The 1/4 wave plate is a retarder which is used to convert elliptically or circularly polarised light into linearly polarised light, and the calcite plate produces the two orthogonally polarized beams. Both the ordinary and extraordinary components of a ray are shifted in phase by the quarter of a wavelength, i.e. the phase delay is 90°. The minimum requirement is to expose at 2 different angles of the 1/4 wave plate: 0° and 90° , but with 4 angles (stepped by 90°) the difference between the transmission of the orthogonally polarized spectra is eliminated in the reductions, since the polarisation modulation of the o- and e- rays have the inverse effect in the 3rd and 4th exposure compared with the 1st and 2nd.

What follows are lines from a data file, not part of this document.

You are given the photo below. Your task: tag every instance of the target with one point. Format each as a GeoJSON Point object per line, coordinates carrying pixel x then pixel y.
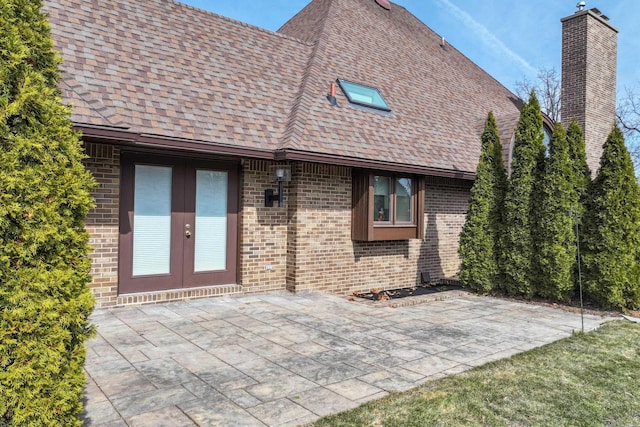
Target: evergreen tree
{"type": "Point", "coordinates": [578, 156]}
{"type": "Point", "coordinates": [520, 201]}
{"type": "Point", "coordinates": [44, 198]}
{"type": "Point", "coordinates": [555, 254]}
{"type": "Point", "coordinates": [611, 230]}
{"type": "Point", "coordinates": [478, 240]}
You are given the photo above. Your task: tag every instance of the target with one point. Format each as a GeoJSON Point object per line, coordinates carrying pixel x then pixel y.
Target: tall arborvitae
{"type": "Point", "coordinates": [611, 230]}
{"type": "Point", "coordinates": [44, 199]}
{"type": "Point", "coordinates": [519, 205]}
{"type": "Point", "coordinates": [479, 269]}
{"type": "Point", "coordinates": [555, 247]}
{"type": "Point", "coordinates": [578, 156]}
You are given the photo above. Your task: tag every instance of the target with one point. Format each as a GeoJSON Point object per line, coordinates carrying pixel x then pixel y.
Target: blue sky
{"type": "Point", "coordinates": [511, 39]}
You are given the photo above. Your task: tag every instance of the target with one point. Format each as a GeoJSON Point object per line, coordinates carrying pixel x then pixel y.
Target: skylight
{"type": "Point", "coordinates": [363, 95]}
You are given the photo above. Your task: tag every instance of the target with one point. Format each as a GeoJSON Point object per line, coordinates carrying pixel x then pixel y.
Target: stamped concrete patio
{"type": "Point", "coordinates": [284, 359]}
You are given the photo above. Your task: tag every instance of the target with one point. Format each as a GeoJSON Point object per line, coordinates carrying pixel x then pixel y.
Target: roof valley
{"type": "Point", "coordinates": [302, 103]}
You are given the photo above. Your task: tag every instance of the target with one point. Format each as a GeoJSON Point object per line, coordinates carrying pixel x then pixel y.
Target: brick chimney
{"type": "Point", "coordinates": [589, 64]}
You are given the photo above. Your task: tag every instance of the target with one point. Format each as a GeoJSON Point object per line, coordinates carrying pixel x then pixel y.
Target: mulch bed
{"type": "Point", "coordinates": [376, 295]}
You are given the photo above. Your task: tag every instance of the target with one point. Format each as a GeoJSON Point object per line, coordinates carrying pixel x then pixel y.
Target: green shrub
{"type": "Point", "coordinates": [44, 266]}
{"type": "Point", "coordinates": [611, 230]}
{"type": "Point", "coordinates": [478, 240]}
{"type": "Point", "coordinates": [555, 245]}
{"type": "Point", "coordinates": [578, 156]}
{"type": "Point", "coordinates": [520, 202]}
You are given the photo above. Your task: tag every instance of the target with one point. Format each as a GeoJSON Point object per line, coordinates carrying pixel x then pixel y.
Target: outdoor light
{"type": "Point", "coordinates": [282, 174]}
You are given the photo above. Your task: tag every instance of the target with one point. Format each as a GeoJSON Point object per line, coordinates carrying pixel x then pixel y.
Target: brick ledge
{"type": "Point", "coordinates": [172, 295]}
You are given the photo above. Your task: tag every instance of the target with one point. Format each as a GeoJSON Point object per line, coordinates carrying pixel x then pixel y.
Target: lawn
{"type": "Point", "coordinates": [588, 379]}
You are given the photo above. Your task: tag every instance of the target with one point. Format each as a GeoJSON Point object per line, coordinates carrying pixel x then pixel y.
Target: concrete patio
{"type": "Point", "coordinates": [283, 359]}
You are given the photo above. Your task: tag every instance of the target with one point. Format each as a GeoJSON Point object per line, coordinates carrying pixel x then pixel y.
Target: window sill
{"type": "Point", "coordinates": [395, 233]}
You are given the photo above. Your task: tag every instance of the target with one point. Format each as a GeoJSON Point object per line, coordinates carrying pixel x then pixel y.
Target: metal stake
{"type": "Point", "coordinates": [573, 209]}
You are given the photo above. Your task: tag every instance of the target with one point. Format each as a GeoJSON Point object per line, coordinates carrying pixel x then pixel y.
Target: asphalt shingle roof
{"type": "Point", "coordinates": [159, 67]}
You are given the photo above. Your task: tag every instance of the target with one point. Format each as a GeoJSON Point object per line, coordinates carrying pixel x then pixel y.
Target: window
{"type": "Point", "coordinates": [363, 95]}
{"type": "Point", "coordinates": [392, 200]}
{"type": "Point", "coordinates": [387, 207]}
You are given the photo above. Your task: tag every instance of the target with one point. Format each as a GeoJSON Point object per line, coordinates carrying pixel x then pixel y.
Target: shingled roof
{"type": "Point", "coordinates": [161, 72]}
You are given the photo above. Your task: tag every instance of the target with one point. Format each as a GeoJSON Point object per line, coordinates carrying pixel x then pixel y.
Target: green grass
{"type": "Point", "coordinates": [588, 379]}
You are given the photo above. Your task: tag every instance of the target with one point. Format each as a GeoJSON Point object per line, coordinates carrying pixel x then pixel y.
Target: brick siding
{"type": "Point", "coordinates": [303, 245]}
{"type": "Point", "coordinates": [102, 222]}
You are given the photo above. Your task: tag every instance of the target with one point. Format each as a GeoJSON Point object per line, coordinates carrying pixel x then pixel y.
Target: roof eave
{"type": "Point", "coordinates": [126, 138]}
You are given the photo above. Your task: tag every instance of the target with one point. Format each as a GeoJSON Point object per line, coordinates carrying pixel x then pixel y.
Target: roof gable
{"type": "Point", "coordinates": [438, 97]}
{"type": "Point", "coordinates": [159, 67]}
{"type": "Point", "coordinates": [177, 71]}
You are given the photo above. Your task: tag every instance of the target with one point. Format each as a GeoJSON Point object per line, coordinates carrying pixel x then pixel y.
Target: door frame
{"type": "Point", "coordinates": [179, 276]}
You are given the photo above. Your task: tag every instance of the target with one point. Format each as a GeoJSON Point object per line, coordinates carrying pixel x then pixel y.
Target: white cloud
{"type": "Point", "coordinates": [487, 37]}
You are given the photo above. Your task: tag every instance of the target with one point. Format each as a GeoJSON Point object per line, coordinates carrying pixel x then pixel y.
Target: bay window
{"type": "Point", "coordinates": [387, 206]}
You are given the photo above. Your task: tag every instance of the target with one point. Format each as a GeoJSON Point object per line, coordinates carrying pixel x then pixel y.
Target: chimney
{"type": "Point", "coordinates": [589, 64]}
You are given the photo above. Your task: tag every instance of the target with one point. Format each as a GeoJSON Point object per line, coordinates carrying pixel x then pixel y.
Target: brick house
{"type": "Point", "coordinates": [335, 154]}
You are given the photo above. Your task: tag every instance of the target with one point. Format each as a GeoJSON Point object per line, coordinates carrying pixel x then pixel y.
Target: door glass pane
{"type": "Point", "coordinates": [211, 221]}
{"type": "Point", "coordinates": [403, 200]}
{"type": "Point", "coordinates": [152, 220]}
{"type": "Point", "coordinates": [381, 198]}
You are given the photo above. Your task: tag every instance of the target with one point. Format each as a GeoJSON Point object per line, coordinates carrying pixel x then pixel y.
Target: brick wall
{"type": "Point", "coordinates": [263, 231]}
{"type": "Point", "coordinates": [102, 222]}
{"type": "Point", "coordinates": [589, 57]}
{"type": "Point", "coordinates": [304, 245]}
{"type": "Point", "coordinates": [323, 257]}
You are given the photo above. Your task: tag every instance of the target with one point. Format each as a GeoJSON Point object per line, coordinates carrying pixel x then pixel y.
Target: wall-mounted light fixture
{"type": "Point", "coordinates": [281, 173]}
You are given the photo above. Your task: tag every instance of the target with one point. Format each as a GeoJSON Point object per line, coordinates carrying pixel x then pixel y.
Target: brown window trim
{"type": "Point", "coordinates": [364, 228]}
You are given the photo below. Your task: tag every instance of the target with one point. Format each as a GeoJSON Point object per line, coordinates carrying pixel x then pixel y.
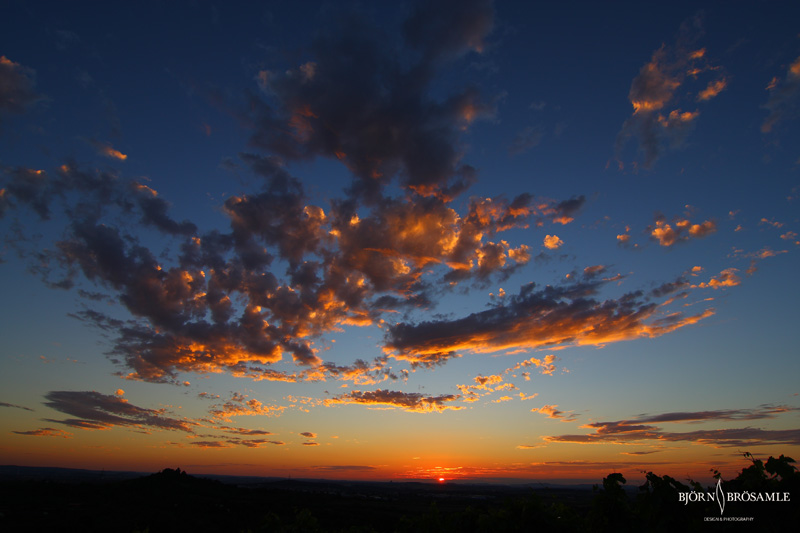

Let O(i) and E(i) be the intensities of the ordinary and extraordinary images obtained through the calcite plate for each of the i=1,2 angles of the 1/4 wave plate. The percentage of circular polarisation (V) and its sign (left or right handed) is found as follows:

Q(i) = E(i)/O(i)
QM = Q(1) + Q(2)
V = 50.0*(Q(1)-Q(2))/QM

There are no real circular polarisation standards, but the following is a relatively stable reference object for circular polarisation.
Name RA (2000) DEC (2000) Sp. T B V P (in B)
Grw +70 8247 19:00:10 +70:39:36 DA:w 13.24 13.19 ~ - 4 %

Intrinsic polarization across the field of the calcites is currently under investigation. At the moment we recommend observing your target at the same spot where you observe a Zero polarisation standard star.